Аввакум. Книга бесед.В это время сгорело под Нижним Новгородом по реке Кудме до двух тысяч непокорников... Немало учеников Капитона кончали жизнь голодом... Многи бо тысящи огнем во овинах и избах сгореша, в луговой стороне в морильнях от своих учителей закрыты померли...
ИЗ ХРОНИК: ... Частые зябели и замоки на пашне вынимали последний кус изо рта смерда. Исполнилось Господнее: в страданиях за грехи свои будете добывать хлеб свой насущный... К лихолетьям прибавлялась война с ее повинностью и смертью, да жестоковыйность воеводского кормления, да ненасытность маленького волостеля, да алчность налоги. Да что там стужа и нужа для русского сбойчивого человека, пустившего корни до самого сердца матери-земли? Да вон и по воргам-то, по щелям тундряных низинных речек коли укрепится кряжистая темная елина, уцепясь за жидкий моховой обмысок, и никакому ветровалу не осилить ее, пока не прикончится жизненный век. Свычен и терпелив к житейским тягостям русич, помня не меркнущую заповедь: ино и Христос терпел... Редко когда, почуяв сердечный распал и кинув прощально шапку оземь, разгорячится православный и, как бы живя последний день, грезя о полузабытой воле, вдруг подымется с косою и вилами, чтобы выпить желанный кубок свободы; и так с неделю, поди, ликовствует по выселкам и деревнюшкам, настроит засек по лесным дорогам, а то и к городу приступит ватагою с угрозами, чтобы выказать властям ярь своей скопки, а после, будто очнувшись и устыдясь разгульного буйства и бесстыдства, снова надолго затаится в себе, уставит взгляд к пашне, словно навсегда уснет, пестуя свою родову.
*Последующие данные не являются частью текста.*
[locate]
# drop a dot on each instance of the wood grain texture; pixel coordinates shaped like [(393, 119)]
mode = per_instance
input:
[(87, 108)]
Ибо что есть бренная плоть наша? стоит ли она того, грешная, чтобы из-за нее, жалкой временницы, ратиться и отдавать душу нарасхват страстям? И столь ли велика скоротечная жизнь наша, чтобы колготиться из-за нее, презрев Божьи заветы?
«Пойдем же на могилки и там посмотрим, куда делась доброта тела? Где юность? Где глаза и облик плоти? Все увяло, как трава, все погибло; пойдем же, припадем слезами ко Христу».
... Пустое все, братцы, ей-ей пустое, и правы сто тысяч раз святые заступленники церкви нашей, что, презрев утехи и страсти окаянного мира, затворились от него в таежных крепях и скрытнях.
И все государевы прихилки, вся шаткость нрава его и смутные мечтания о цареградской стулке привычно терпелись, пока не взялся государь терзать русскую душу, не покусился на вековечную веру, коей и обозначался смысл земного бытования. Михайлович, свет ты наш, за заботами о вселенской церкви позабыл ты о природном естестве своем, потерялся в скидках и петлях хитрого ума восточных патриархов и папежников-униатов, надевших поверх папской сутаны православную ризу, отравился ядом сладких словес придворных виршеплетов.
Но Русь-то помнила: за бессмертную душу крепко надобе постоять. И все прозябание, все мерклое угасание до смертного савана оказалось покрыто одним часом подвига. Поднялся русский народ за спасение души своей, и такого стояния за веру не знавали самые верные христиане Европы. Православные растопили огняную пещь и, не колебнувшись, с пением аллилуйи вошли в нее. И иные затейщики дворцовой смуты вздрогнули и в ужасе закрыли глаза; иные же радостно рассмеялись, видя, как корчится в муках Русь православная, и плюнули в ту пещь; прочие же, чтобы скрыть смущение и стыд измены, спрятались за именем Господа и государя и предали новомучеников анафеме...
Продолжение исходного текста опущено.